Technologies: Clojure, JavaScript (React, Angular, jQuery, Node.js), Java,
Android, iOS, PhoneGap/Cordova, Elixir/Erlang, Ruby, Python, PHP, AWS, MySQL,
Cassandra, MongoDB, CouchDB, Redis, RabbitMQ.

Website/CV: [http://joef.co.uk](http://joef.co.uk)

E-mail: joe@joef.co.uk

------
eftpotrm
SEEKING WORK: UK Midlands (Birmingham / Derby) or remote

SQL Server & ASP.Net developer, JavaScript, some WinForms if needed. 14+ years
development experience, working in a range of areas.

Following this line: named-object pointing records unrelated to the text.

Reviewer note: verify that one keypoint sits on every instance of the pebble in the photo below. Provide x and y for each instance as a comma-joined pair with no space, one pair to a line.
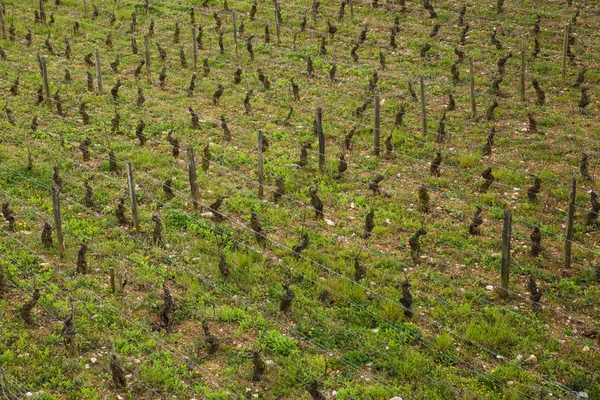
531,359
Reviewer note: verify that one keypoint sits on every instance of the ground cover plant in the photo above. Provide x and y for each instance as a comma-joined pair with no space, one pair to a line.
299,199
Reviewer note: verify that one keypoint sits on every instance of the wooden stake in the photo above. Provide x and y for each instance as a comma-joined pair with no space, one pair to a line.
423,110
42,12
192,176
132,198
112,280
472,83
44,72
58,220
321,136
570,223
523,61
377,124
277,22
98,71
2,27
147,46
195,48
261,177
565,51
506,234
234,33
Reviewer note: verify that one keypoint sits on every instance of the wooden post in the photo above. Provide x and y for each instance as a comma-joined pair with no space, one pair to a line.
42,12
523,61
506,234
132,198
195,48
377,124
112,280
472,83
261,177
321,136
234,33
423,110
192,176
98,71
2,27
565,51
147,45
44,72
277,22
57,220
570,222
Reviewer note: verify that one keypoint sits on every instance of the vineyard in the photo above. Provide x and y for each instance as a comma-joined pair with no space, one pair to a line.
345,199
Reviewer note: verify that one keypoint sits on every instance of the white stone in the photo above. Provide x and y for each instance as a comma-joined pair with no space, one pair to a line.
531,359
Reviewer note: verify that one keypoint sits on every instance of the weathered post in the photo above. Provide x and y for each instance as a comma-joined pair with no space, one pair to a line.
506,234
234,33
377,124
42,12
523,61
147,46
261,177
2,27
565,51
472,84
192,176
321,136
195,48
570,223
423,110
132,198
98,71
277,22
58,220
112,280
44,72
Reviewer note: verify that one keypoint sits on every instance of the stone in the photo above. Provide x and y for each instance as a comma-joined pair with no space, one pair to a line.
531,359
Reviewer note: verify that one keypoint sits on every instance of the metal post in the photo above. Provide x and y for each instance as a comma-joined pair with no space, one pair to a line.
132,198
57,220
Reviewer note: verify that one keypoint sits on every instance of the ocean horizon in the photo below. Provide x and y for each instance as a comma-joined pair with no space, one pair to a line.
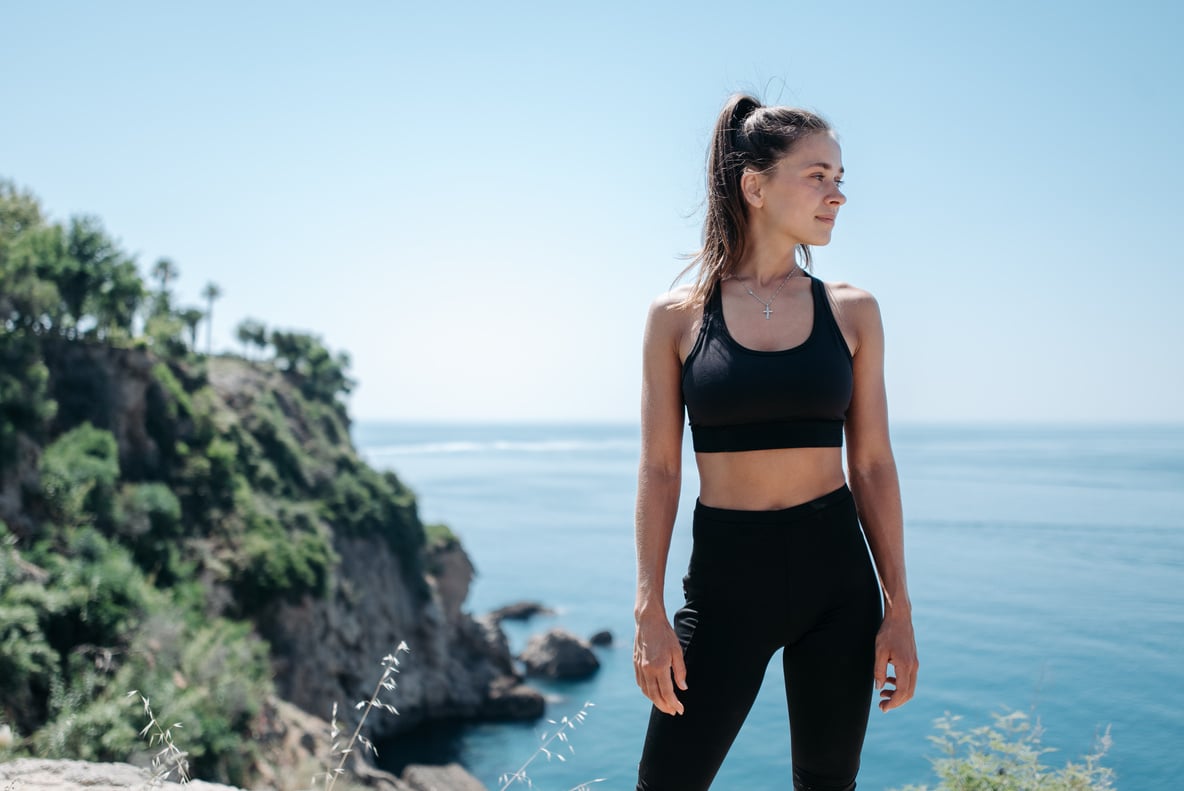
1044,568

Agile or traditional
teams, large or small, pure dev or working alongside clients to develop
requirements - used to doing it all.

LinkedIn:
[https://www.linkedin.com/profile/view?id=36708581](https://www.linkedin.com/profile/view?id=36708581)
Email: eftpotrm at yahoo dot com

------
akrakesh
SEEKING WORK - Remote

I'm a no-nonsense mobile and web designer looking to work on meaningful
products.

Experience: 4 years freelance (6 months in a startup)

Technologies/Skills: UI, UX, iOS, Android, Web, Knowledge of HTML & CSS

Portfolio: [http://radesign.in/portfolio](http://radesign.in/portfolio)

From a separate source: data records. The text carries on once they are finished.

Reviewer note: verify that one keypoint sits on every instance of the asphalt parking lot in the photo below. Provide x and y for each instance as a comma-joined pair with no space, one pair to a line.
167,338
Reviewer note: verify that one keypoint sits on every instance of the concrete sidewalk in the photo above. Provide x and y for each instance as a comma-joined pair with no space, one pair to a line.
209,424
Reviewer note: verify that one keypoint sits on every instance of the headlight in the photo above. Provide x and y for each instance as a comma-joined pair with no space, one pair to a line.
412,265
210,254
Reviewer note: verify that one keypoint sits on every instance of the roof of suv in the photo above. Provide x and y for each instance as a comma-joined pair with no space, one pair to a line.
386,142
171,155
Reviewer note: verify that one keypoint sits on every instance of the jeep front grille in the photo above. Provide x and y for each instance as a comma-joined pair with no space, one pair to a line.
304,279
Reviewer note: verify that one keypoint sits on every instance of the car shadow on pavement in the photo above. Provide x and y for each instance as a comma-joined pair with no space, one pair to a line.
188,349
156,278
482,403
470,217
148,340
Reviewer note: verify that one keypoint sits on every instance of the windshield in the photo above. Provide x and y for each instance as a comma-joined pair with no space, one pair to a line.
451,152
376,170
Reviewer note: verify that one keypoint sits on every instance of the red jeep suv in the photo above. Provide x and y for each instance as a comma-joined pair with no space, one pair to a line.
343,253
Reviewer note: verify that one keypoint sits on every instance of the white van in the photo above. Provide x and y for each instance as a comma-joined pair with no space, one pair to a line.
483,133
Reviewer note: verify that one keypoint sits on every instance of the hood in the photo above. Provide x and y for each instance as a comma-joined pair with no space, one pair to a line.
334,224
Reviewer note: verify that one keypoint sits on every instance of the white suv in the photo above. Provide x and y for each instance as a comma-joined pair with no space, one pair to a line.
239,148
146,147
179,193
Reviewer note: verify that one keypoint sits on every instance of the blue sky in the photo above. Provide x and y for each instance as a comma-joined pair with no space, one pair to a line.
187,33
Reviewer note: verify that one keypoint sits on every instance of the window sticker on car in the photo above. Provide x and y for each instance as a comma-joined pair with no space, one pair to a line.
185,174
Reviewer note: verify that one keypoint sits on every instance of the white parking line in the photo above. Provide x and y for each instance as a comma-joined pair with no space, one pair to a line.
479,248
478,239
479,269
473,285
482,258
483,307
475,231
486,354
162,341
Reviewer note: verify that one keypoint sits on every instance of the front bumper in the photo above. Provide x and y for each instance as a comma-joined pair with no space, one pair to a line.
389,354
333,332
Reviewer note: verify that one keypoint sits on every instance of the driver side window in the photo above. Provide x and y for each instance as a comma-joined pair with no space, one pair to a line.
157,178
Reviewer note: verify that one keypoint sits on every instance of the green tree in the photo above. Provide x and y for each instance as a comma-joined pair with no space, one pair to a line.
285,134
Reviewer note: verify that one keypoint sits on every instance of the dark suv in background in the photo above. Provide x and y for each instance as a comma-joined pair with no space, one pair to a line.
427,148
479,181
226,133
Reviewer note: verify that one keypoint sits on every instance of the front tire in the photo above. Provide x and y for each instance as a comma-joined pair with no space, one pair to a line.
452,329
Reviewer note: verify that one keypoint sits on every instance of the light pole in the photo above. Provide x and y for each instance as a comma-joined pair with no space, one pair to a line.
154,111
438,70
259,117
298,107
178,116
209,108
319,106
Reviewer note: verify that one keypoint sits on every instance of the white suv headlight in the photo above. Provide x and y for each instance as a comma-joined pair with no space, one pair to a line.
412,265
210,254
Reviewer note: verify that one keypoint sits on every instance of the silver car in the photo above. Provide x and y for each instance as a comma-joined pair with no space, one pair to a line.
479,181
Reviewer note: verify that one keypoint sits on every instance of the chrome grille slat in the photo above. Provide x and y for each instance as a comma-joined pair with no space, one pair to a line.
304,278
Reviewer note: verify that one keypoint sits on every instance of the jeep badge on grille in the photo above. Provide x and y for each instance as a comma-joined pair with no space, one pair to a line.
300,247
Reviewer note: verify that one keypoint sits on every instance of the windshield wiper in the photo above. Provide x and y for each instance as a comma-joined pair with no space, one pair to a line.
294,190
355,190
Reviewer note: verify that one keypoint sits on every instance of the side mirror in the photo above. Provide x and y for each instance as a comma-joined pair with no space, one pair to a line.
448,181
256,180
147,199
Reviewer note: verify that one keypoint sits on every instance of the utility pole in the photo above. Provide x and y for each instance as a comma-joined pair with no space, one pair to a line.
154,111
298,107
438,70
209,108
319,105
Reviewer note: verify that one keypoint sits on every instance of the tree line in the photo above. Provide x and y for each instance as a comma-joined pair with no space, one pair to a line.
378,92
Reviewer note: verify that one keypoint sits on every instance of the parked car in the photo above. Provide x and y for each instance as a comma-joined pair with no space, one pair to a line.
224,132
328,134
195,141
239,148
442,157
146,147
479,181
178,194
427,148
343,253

Blog: [http://radesign.in/blog](http://radesign.in/blog)

Email: [http://radesign.in/contact](http://radesign.in/contact)

------
dyadic
SEEKING WORK

Remote Clojure/FP dev (most FP langs considered), nomad, 8+ years programming
experience (Java, Scala, Clojure, building systems, scaling, DBs (SQL and
noSQL)), currently in UTC+2.

Website: [http://danmidwood.com](http://danmidwood.com)

Github: [http://github.com/danmidwood](http://github.com/danmidwood)

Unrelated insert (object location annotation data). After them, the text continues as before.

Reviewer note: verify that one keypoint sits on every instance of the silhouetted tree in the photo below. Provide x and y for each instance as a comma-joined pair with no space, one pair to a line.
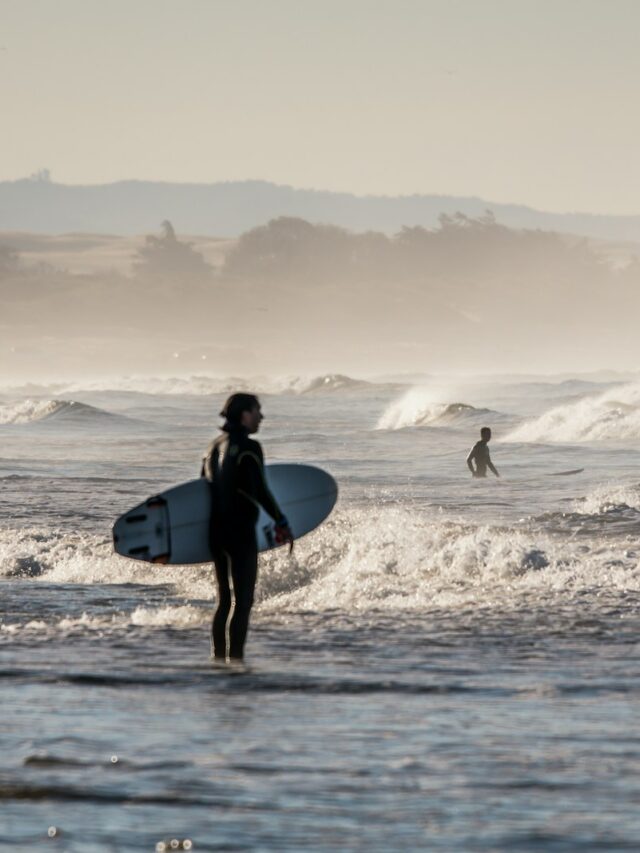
167,258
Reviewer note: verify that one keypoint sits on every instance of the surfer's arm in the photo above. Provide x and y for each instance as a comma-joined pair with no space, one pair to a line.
254,484
252,474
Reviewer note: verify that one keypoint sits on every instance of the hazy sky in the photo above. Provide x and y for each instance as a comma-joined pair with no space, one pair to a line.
532,101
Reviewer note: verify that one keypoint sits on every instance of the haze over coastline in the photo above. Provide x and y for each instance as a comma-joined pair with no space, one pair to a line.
227,208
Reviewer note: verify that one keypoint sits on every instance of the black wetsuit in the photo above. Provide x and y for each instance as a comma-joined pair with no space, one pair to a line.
234,465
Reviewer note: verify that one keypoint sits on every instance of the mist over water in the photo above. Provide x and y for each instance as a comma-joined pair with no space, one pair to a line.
435,628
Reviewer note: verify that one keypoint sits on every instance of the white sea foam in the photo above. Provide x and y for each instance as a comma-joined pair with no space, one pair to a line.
609,497
613,415
198,385
422,406
378,557
33,411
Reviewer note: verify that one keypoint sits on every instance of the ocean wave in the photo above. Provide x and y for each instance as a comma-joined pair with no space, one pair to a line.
609,498
417,408
198,385
613,415
69,411
328,383
360,559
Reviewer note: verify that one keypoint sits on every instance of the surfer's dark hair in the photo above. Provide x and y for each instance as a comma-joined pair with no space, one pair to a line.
236,405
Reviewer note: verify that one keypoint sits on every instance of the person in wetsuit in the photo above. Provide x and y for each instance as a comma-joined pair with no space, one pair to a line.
480,455
234,465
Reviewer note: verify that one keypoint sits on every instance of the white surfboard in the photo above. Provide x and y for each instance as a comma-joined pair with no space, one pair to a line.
173,527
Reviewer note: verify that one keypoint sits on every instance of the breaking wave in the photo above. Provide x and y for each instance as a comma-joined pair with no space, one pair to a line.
362,559
199,385
417,408
613,415
69,411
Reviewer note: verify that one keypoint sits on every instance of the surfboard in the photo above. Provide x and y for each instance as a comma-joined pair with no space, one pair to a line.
173,527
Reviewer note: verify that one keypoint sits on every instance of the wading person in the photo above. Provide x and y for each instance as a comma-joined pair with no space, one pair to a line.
234,465
480,455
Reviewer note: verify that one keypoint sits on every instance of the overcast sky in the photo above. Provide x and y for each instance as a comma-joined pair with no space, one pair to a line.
530,101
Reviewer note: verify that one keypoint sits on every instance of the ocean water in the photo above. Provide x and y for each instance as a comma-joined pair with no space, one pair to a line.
446,664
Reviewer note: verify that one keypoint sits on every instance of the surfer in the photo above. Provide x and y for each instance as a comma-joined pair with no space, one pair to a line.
234,465
480,455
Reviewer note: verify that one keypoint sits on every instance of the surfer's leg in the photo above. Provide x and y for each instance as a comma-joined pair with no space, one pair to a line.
219,625
244,570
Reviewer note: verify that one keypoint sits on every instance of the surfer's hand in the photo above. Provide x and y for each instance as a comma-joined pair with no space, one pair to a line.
283,533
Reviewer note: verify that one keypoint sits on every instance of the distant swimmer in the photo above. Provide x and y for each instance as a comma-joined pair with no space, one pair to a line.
480,455
234,465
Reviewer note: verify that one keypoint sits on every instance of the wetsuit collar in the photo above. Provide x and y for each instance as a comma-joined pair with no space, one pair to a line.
235,429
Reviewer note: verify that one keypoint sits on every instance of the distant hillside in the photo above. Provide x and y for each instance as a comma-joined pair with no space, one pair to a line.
231,208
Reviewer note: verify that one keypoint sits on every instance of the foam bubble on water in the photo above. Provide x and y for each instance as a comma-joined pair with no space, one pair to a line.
608,497
361,558
395,558
185,616
84,558
613,415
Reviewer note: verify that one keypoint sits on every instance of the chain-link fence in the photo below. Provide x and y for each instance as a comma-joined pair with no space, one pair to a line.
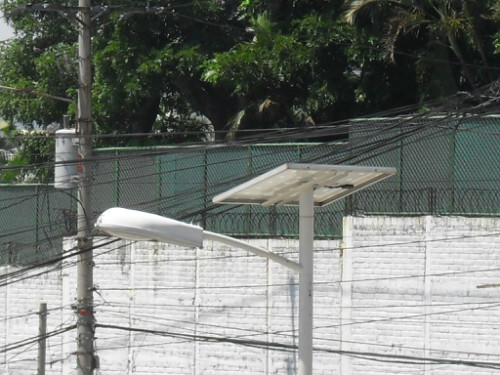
444,167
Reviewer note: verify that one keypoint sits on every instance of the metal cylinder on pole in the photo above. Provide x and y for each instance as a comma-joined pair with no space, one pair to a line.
42,340
306,244
86,361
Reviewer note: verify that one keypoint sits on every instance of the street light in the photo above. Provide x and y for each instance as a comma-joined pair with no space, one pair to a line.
305,185
308,186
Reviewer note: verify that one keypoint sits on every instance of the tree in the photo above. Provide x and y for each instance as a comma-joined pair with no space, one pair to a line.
435,28
236,63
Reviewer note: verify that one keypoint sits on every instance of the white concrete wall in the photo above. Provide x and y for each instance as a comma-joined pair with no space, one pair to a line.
397,296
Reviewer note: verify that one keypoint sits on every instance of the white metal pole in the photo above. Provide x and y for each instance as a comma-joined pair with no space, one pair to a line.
306,243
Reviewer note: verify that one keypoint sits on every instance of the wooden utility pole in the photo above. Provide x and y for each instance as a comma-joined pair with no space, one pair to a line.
42,332
86,360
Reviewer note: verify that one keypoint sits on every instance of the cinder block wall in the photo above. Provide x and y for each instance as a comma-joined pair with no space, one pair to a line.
397,296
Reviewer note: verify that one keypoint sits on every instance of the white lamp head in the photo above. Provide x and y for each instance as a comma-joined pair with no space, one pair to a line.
137,225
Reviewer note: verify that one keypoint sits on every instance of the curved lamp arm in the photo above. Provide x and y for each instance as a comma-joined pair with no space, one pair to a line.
138,225
251,248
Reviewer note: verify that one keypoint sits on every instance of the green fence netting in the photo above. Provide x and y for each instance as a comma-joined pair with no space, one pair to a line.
445,166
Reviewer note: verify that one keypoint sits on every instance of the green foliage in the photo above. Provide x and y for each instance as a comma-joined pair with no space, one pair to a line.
34,161
247,63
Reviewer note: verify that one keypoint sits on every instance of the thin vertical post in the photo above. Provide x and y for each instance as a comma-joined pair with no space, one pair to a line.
306,243
42,332
85,310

Twitter: [http://twitter.com/djmidwood](http://twitter.com/djmidwood)

Email: sf1506@danmidwood.com

------
felipegalvao
SEEKING WORK - Remore (Rio de Janeiro, Brazil)

Hi, my name is Felipe Galvao. I'm a brazilian engineer and i would love to
work on some cool projects to help and learn more. I'm confortable with
Python/Django, HTML5, CSS, Bootstrap and Javascript / jQuery. Currently
learning PHP / Laravel.

(Humble) Online Portfolio:
[http://felipegalvao.com.br/en/portfolio/](http://felipegalvao.com.br/en/portfolio/)

Contact: felipect86 at gmail

------
dejv
SEEKING WORK - Remote

I am founder of small startup team building lab equipment for wine analysis
(and other stuff). We are looking to some quick contract to continue
bootstrapping the company.

Can do different stuff: iOS, Rails, JS, even Delphi or HW development. Decade
experience of development under my belt, spent 8 years rescuing failed
projects with 100% success rate.

Can help with maintenance work, help meeting deadlines and stuff like that.
Ideal would be one week to one month contract, but this could be negotiated.

------
shabinesh
SEEKING WORK: Remote

Backend developer - python, Go, Postgres, PostGIS, Django, Nginx, RabbitMQ etc
- experience building scalable server for mobile application.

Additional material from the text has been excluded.